3.1.1. Expenditure policies


The adequate measurement of public sector efficiency, particularly when it concerns services provision,
is a difficult empirical issue and the literature on it, particularly when it comes to aggregate and
international data is rather scarce (for a survey see Afonso, Schuknecht and Tanzi (2003). Recently,
academics and international organisations have made progress in this regard by shifting the focus of the
analysis from the amount of resources used by a ministry or a programme (inputs) to the services
delivered or outcomes achieved (see OECD (2003a)).


There have been a number of attempts to measure public sector performance and efficiency by setting
output/outcome measures in relation to inputs.^11 Afonso, Schuknecht and Tanzi (2003) compute a
composite indicator of public sector performance using several sub-indicators. One group seeks to
measure the functioning of the markets and the equality of opportunity for people by taking into account
administrative/institutional, education, health and public infrastructure outcomes. They also look at
several other indicators to incorporate information on the “Musgravian” functions of the government:
stabilisation, redistribution and allocation. Although such structural indicators can give some first
indication on the performance, they can only serve as an illustrative tool for assessment because the
development of composite indicators that show an adequate weighting of the different aspects of the
performance and sufficient comparability faces data and methodological obstacles.

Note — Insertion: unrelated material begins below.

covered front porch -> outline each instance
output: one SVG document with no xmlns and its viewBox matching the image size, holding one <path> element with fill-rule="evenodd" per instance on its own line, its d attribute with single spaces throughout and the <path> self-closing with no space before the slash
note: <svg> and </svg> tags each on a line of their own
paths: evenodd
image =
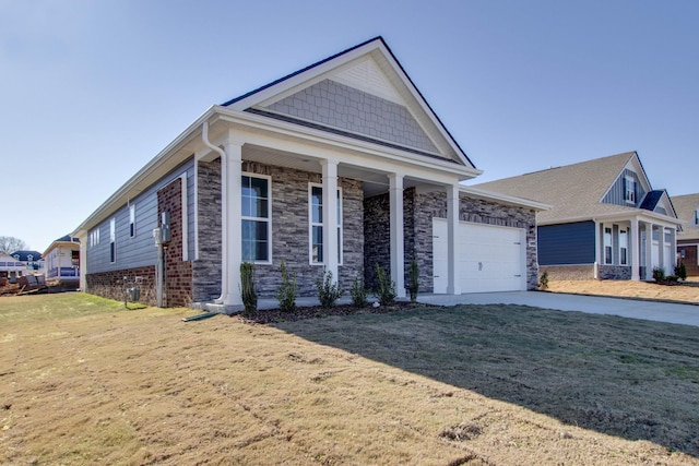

A general pattern that emerges is that countries with lower public spending-to-GDP ratios show a better
performance of their administration/institutions and more growth while large public sectors are correlated
with more equal income distribution. Spending on and performance of education and health systems
seem to be less correlated. Naturally, trying to determine the “optimal” composition and size of public
spending has to be seen in perspective, given the policy options and priorities of each country.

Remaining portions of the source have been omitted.